There was no vegetation, it was super cold, even for a Canadian, and the air was pretty thin. Hiking up to the glacier was the first time I felt the altitude this trip, within the first 5 minutes I was out of breath. Yes, I’m blaming the altitude, not because i haven’t been in a gym in 5 yrs. The hike up to the glacier was pretty exhausting for such a short walk.
The problem with seeing the glacier in August was despite that it was freezing cold, the glacier was a bit grey and melty. But they say the icefields parkway is quite dangerous to drive in the winter so grey ice it is…
We walked up to the glacier rather than take the bus that drove onto the glacier where you could get off and walk around.

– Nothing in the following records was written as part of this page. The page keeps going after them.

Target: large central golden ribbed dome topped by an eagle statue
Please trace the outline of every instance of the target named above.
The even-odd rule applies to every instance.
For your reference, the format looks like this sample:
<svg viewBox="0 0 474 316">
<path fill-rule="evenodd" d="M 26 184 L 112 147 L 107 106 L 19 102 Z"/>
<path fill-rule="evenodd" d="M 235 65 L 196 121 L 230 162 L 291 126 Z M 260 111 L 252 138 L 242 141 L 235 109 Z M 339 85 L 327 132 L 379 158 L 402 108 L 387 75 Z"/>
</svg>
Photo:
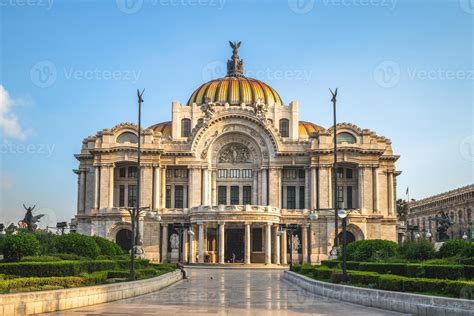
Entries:
<svg viewBox="0 0 474 316">
<path fill-rule="evenodd" d="M 238 55 L 240 42 L 229 42 L 232 57 L 227 61 L 227 76 L 206 82 L 196 89 L 187 105 L 216 102 L 221 105 L 253 105 L 261 100 L 269 106 L 283 105 L 280 95 L 260 80 L 244 76 L 244 61 Z"/>
</svg>

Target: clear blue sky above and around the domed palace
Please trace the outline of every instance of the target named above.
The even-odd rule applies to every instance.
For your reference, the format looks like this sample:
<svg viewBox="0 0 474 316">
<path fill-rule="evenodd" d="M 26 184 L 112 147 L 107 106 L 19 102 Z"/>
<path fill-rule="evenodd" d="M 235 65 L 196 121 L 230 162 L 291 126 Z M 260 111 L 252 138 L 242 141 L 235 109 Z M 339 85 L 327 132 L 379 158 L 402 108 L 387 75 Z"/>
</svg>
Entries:
<svg viewBox="0 0 474 316">
<path fill-rule="evenodd" d="M 76 210 L 81 141 L 134 121 L 169 120 L 223 74 L 242 41 L 249 76 L 300 102 L 301 120 L 339 121 L 393 142 L 398 195 L 474 179 L 472 0 L 0 0 L 0 222 L 22 204 L 47 220 Z"/>
</svg>

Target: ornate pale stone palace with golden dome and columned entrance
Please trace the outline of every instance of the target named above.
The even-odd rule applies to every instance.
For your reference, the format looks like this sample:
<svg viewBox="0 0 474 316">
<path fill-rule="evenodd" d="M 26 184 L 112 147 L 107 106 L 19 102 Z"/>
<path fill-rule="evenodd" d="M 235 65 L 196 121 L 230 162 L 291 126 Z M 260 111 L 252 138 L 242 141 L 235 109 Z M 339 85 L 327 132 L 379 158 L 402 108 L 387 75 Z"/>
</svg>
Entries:
<svg viewBox="0 0 474 316">
<path fill-rule="evenodd" d="M 140 216 L 144 255 L 189 263 L 317 263 L 341 238 L 341 228 L 338 236 L 334 229 L 334 127 L 301 121 L 297 101 L 284 103 L 268 84 L 245 77 L 240 43 L 231 46 L 227 76 L 198 87 L 186 104 L 172 102 L 171 121 L 141 131 L 140 206 L 160 215 Z M 350 210 L 348 241 L 396 241 L 399 156 L 371 130 L 349 123 L 336 130 L 336 191 Z M 127 207 L 137 203 L 137 132 L 131 123 L 103 129 L 75 155 L 77 232 L 124 249 L 131 243 Z M 319 216 L 310 219 L 314 211 Z M 296 228 L 287 234 L 285 224 Z"/>
</svg>

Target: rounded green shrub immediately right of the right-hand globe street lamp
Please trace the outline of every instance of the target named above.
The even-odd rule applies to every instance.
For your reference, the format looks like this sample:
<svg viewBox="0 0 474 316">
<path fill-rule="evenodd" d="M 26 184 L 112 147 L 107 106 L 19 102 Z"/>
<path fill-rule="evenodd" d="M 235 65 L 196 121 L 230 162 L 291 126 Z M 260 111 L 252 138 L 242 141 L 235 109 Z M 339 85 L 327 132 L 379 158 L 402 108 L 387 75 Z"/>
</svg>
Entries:
<svg viewBox="0 0 474 316">
<path fill-rule="evenodd" d="M 381 239 L 357 240 L 350 243 L 346 250 L 348 260 L 379 261 L 394 257 L 397 243 Z"/>
</svg>

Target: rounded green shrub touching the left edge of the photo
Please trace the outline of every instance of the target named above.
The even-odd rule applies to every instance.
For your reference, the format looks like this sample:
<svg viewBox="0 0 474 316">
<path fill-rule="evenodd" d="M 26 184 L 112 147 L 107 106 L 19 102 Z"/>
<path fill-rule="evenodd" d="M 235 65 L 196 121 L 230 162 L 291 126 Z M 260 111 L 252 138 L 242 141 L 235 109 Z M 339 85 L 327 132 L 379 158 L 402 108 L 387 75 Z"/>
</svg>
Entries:
<svg viewBox="0 0 474 316">
<path fill-rule="evenodd" d="M 20 261 L 24 256 L 40 254 L 39 241 L 29 233 L 18 233 L 5 237 L 3 255 L 5 261 Z"/>
</svg>

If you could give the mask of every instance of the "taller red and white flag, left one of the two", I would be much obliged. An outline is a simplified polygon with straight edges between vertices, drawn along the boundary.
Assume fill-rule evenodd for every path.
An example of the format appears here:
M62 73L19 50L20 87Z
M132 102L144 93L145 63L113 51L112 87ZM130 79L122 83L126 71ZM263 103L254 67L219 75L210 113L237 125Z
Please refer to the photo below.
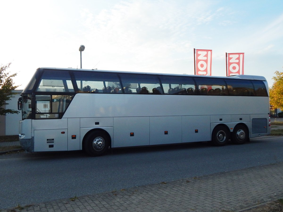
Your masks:
M195 75L211 76L212 50L194 49L195 52Z

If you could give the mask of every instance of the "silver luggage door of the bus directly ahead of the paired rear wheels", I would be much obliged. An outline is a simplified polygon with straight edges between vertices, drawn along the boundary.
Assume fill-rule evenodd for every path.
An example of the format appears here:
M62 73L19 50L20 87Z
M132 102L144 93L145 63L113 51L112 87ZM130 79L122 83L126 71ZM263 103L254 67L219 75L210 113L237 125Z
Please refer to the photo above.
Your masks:
M211 140L210 116L182 116L182 142Z

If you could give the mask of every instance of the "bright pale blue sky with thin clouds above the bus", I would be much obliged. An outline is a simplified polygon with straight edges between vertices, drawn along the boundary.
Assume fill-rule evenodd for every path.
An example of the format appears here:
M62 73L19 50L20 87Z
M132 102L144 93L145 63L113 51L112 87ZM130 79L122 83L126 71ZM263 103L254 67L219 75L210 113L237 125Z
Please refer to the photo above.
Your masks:
M194 48L245 53L244 73L283 72L282 0L0 0L0 65L23 89L39 67L194 74Z

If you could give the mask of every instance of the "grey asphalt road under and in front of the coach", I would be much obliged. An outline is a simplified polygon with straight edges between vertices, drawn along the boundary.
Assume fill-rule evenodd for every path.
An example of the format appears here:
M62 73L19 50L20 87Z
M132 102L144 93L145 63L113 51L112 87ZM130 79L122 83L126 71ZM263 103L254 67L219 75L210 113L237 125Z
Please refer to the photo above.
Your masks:
M283 161L283 137L244 145L185 145L82 152L0 155L0 209L84 196Z

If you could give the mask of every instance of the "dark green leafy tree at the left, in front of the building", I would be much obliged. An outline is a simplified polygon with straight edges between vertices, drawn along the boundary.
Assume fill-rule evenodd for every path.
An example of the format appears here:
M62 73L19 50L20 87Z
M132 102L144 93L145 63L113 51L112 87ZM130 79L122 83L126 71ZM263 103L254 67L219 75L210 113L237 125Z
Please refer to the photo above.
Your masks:
M3 106L8 105L8 100L10 100L11 96L15 94L12 92L15 90L18 86L14 85L13 77L17 74L11 74L9 72L6 72L6 69L9 68L11 63L8 63L7 65L0 65L0 115L6 115L7 113L20 113L19 111L11 110L11 109L5 109Z

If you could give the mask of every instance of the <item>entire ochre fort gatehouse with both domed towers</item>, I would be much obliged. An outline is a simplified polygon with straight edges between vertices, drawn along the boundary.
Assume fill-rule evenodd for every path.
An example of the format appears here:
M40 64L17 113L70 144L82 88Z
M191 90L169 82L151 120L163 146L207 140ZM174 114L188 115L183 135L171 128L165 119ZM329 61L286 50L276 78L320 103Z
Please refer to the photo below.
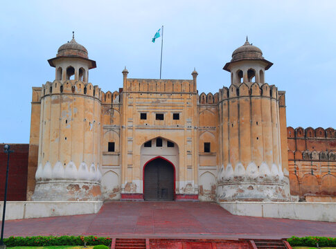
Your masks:
M103 92L87 50L62 45L48 60L55 80L33 88L28 199L288 200L285 92L265 83L262 55L248 41L235 50L231 85L215 94L198 94L196 71L130 79L126 68L123 87Z

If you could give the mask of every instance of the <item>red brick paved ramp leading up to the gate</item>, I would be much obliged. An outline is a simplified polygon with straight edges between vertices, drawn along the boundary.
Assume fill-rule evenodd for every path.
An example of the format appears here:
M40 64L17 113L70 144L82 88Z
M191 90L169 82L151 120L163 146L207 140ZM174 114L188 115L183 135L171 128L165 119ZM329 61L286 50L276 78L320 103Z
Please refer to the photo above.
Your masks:
M336 223L235 216L215 203L105 203L98 214L6 221L5 237L88 235L118 238L280 239L336 237Z

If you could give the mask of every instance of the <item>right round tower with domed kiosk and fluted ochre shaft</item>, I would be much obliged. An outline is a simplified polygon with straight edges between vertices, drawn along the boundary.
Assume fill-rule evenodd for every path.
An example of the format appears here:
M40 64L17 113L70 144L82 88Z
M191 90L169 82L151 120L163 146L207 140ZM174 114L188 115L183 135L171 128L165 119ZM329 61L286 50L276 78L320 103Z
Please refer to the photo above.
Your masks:
M222 166L219 201L284 201L278 90L265 83L272 62L246 42L224 70L231 86L220 90Z

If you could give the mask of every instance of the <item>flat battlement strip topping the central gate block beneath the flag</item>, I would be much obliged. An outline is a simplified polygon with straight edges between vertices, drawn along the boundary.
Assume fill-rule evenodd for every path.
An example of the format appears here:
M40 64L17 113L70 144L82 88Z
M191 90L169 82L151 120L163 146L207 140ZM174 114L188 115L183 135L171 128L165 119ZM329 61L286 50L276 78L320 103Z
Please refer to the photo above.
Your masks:
M193 80L127 79L126 92L197 93Z

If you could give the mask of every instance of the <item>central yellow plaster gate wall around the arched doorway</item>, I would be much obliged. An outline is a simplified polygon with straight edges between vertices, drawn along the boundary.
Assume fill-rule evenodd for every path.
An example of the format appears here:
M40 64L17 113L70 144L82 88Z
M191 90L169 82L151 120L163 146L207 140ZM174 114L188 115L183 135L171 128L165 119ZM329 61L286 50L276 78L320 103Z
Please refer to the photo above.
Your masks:
M155 156L166 155L152 147L152 155L146 155L143 143L155 138L174 142L178 152L172 159L176 172L176 194L198 194L198 124L196 78L194 80L143 80L127 79L123 71L121 111L121 192L142 194L143 165ZM141 113L146 113L141 120ZM157 120L156 114L163 114ZM173 114L179 119L174 120ZM144 154L141 154L143 151ZM168 159L169 160L169 159Z

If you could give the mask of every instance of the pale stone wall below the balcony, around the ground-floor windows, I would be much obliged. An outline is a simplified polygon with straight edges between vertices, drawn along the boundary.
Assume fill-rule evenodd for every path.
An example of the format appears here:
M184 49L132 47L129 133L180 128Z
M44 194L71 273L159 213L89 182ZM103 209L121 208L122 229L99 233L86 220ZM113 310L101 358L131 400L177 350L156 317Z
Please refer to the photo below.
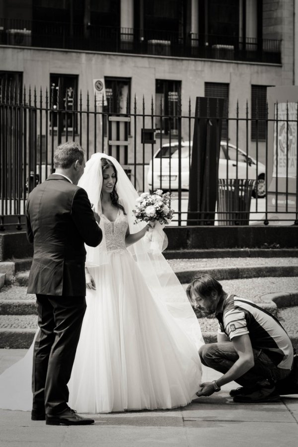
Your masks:
M165 58L158 56L122 55L115 53L92 53L64 50L30 49L17 47L0 47L1 70L23 72L23 83L28 88L36 86L45 92L49 89L50 74L78 75L78 91L81 90L83 110L86 110L86 95L93 92L93 78L119 76L131 78L131 92L136 95L137 112L142 113L143 95L147 112L150 112L151 98L155 101L155 79L180 80L182 85L182 115L188 116L189 98L192 113L196 96L205 95L205 82L226 82L229 84L229 116L236 117L239 101L239 117L246 116L246 102L249 111L251 105L251 84L281 85L284 71L280 65L224 62L216 60L197 60L182 58ZM91 99L91 104L93 100ZM249 112L250 118L250 112ZM235 143L236 122L230 123L230 142ZM239 124L239 147L246 146L246 123ZM90 134L92 122L90 122ZM151 127L150 120L146 126ZM143 127L141 124L138 126ZM100 130L98 129L98 141ZM132 124L132 134L134 132ZM192 131L191 131L192 135ZM188 122L183 120L182 136L188 139ZM255 156L255 144L250 142L250 125L248 132L250 154ZM163 143L166 143L164 140ZM138 142L139 144L139 142ZM131 145L133 150L133 145ZM146 162L149 162L148 151ZM264 161L264 150L259 144L260 161Z

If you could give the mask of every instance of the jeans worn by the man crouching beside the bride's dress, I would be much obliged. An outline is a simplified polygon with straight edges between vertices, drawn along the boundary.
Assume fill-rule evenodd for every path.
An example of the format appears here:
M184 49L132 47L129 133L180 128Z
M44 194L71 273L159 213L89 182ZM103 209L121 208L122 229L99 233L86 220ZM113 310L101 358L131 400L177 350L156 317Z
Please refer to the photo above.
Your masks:
M203 365L226 373L239 359L232 342L210 343L199 350ZM261 349L253 349L254 366L241 375L235 382L241 386L253 387L258 382L269 380L270 383L281 380L290 374L290 370L277 368L272 360Z

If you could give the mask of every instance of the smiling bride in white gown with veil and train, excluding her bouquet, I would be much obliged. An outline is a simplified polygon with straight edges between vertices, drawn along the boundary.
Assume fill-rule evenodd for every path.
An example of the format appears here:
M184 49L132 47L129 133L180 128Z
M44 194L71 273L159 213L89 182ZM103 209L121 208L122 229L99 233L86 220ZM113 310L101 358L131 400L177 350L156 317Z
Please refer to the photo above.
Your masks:
M69 405L92 414L187 405L199 389L204 341L162 241L153 246L149 225L134 225L139 196L115 158L92 155L79 186L101 216L103 240L86 247L87 310ZM0 408L31 410L32 353L33 345L0 376Z

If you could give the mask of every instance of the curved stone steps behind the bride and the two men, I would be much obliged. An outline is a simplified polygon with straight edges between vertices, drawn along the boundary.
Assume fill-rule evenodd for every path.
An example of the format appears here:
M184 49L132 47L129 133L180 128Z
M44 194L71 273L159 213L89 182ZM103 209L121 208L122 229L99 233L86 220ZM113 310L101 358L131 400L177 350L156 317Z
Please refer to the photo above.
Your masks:
M260 252L257 249L250 249L249 253L247 249L210 250L209 255L213 256L209 256L206 250L176 250L166 253L169 264L184 288L195 275L205 273L221 281L224 290L227 287L227 292L237 291L244 298L250 298L250 294L255 292L255 289L259 290L262 285L260 296L255 294L251 299L277 315L278 308L283 305L298 305L298 259L295 257L298 250L295 250L282 249L278 250L278 253L276 250ZM171 257L174 253L175 257ZM245 256L241 253L245 253ZM254 254L258 257L255 258ZM281 254L282 257L276 254ZM26 294L31 262L31 258L25 258L0 263L0 272L1 268L6 272L10 284L0 291L0 348L28 348L36 332L35 295ZM205 342L216 341L217 322L201 318L197 311L196 314ZM293 334L293 337L298 345L296 335Z

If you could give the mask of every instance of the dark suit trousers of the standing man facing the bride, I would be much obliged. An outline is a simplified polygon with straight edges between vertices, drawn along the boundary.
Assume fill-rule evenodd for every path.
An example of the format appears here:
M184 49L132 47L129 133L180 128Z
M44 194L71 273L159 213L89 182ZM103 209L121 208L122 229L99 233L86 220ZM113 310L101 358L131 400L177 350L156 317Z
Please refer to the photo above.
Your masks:
M33 351L33 409L64 411L68 382L86 310L85 297L36 295L39 332Z

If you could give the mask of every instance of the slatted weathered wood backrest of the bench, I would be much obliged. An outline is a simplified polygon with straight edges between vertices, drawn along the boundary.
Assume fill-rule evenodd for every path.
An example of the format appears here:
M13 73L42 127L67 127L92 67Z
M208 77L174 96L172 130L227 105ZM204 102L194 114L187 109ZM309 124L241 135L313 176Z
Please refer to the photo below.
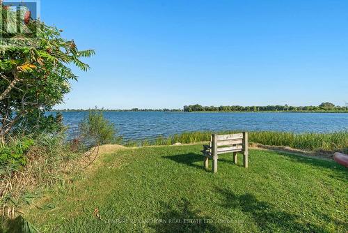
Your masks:
M248 150L247 132L230 135L213 134L210 139L210 146L212 146L212 152L214 152L214 154Z

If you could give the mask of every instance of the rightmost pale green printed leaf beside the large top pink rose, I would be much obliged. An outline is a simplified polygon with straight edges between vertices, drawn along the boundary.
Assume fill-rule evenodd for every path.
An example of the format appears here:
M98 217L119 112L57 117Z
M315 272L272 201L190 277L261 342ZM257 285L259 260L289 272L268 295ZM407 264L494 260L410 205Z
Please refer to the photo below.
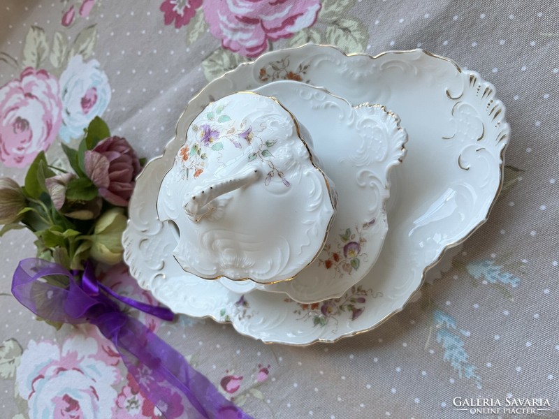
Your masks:
M356 19L340 18L326 28L324 41L344 52L363 52L369 40L368 27Z

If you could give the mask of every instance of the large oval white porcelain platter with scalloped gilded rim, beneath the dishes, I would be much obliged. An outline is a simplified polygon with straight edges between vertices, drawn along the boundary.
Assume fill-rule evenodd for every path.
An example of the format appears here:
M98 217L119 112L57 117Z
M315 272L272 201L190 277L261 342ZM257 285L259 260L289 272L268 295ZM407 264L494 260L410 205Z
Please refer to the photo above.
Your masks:
M172 256L161 258L172 255L176 240L157 219L155 200L189 124L217 98L284 79L324 87L352 105L381 103L408 134L405 163L391 177L390 229L377 263L342 297L316 304L282 293L233 293L185 274ZM444 250L486 221L502 185L508 140L493 85L449 59L423 50L348 56L319 45L268 52L190 101L164 155L138 177L124 258L138 284L173 311L231 322L243 335L293 345L356 335L400 311Z

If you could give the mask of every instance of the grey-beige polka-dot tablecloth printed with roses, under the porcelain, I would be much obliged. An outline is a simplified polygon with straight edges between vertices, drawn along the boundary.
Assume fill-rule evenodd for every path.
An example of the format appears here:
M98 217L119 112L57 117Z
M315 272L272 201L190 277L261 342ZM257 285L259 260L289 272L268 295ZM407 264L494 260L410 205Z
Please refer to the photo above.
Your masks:
M402 313L307 348L187 316L140 320L255 418L465 418L460 400L477 398L539 399L537 414L556 417L558 17L553 1L4 0L0 175L21 183L38 152L62 156L97 115L138 154L157 156L196 91L268 50L314 42L450 57L493 82L507 106L504 188L488 223ZM17 261L34 256L31 234L10 231L0 249L1 416L159 417L96 328L57 331L10 295ZM122 265L106 281L154 303Z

I mean the glacier was pretty cool but we’re on a budget and we’re all Canadian, $50 to walk on ice? I think I’ll wait for the next ice age aka winter in TO.
The Athabasca glacier with a little car park is on one side of the parkway where you can walk up to the glacier. The visitor centre is on the other side of the parkway where you can book a tour to go onto the glacier and walk around in a safe area.
We did go into the visitor centre and asked the information desk for some recommendations. They were super helpful and marked off some sites for us to see and we were back on our way, next stop Mistaya canyon.
Day 3 - An epic trip through Jasper & Banff National Park
Part 1 of the Icefields Parkway…
I’ve broken this post into parts because it would be too hard to cover everything we did in one post.
We left the hotel at about 8:30am and headed for Jasper and the icefields parkway. Just before we got into Jasper we saw a herd of elk grazing in the grass near the side of the road and took a few pictures and watched them cross the road to the field on the other side.
We were just about ready to leave when the male elk came out of the bushes and walked almost right in front of the car. I wasn’t able to pull my camera out again in time so we took a video using the smaller camera.
We stopped in Jasper to pick up some food, “the Bear Paw” came highly recommended but we couldn’t find it and saw “the Other Paw” so in we went.
Egg salad sandwich for breakfast and some exotic vegetable chips (I don’t know if you can call them exotic, just your usual root veg other than potato). Sticky cinnamon bun, coffee, and another sandwich for the road.
We made our way down the icefields, our friend Bruce lent us a park pass (amazing!), we’d point to it hanging off the rear view and they’d just wave us through like VIPs.
First destination was Sunwapta Falls but we stopped along the way to take some pictures of the Rockies.
Driving through the parkway was pretty cool, it was a misty morning so there were clouds hovering over the mountains and every once in awhile you’d turn just as the clouds were clearing and see this wall of rock, trees, and ice.
The falls were also pretty cool. It was a bit cold out that day, the vest and hoodie combo came in handy. Also, tights under pants, tights are amazing, thanks Sophie!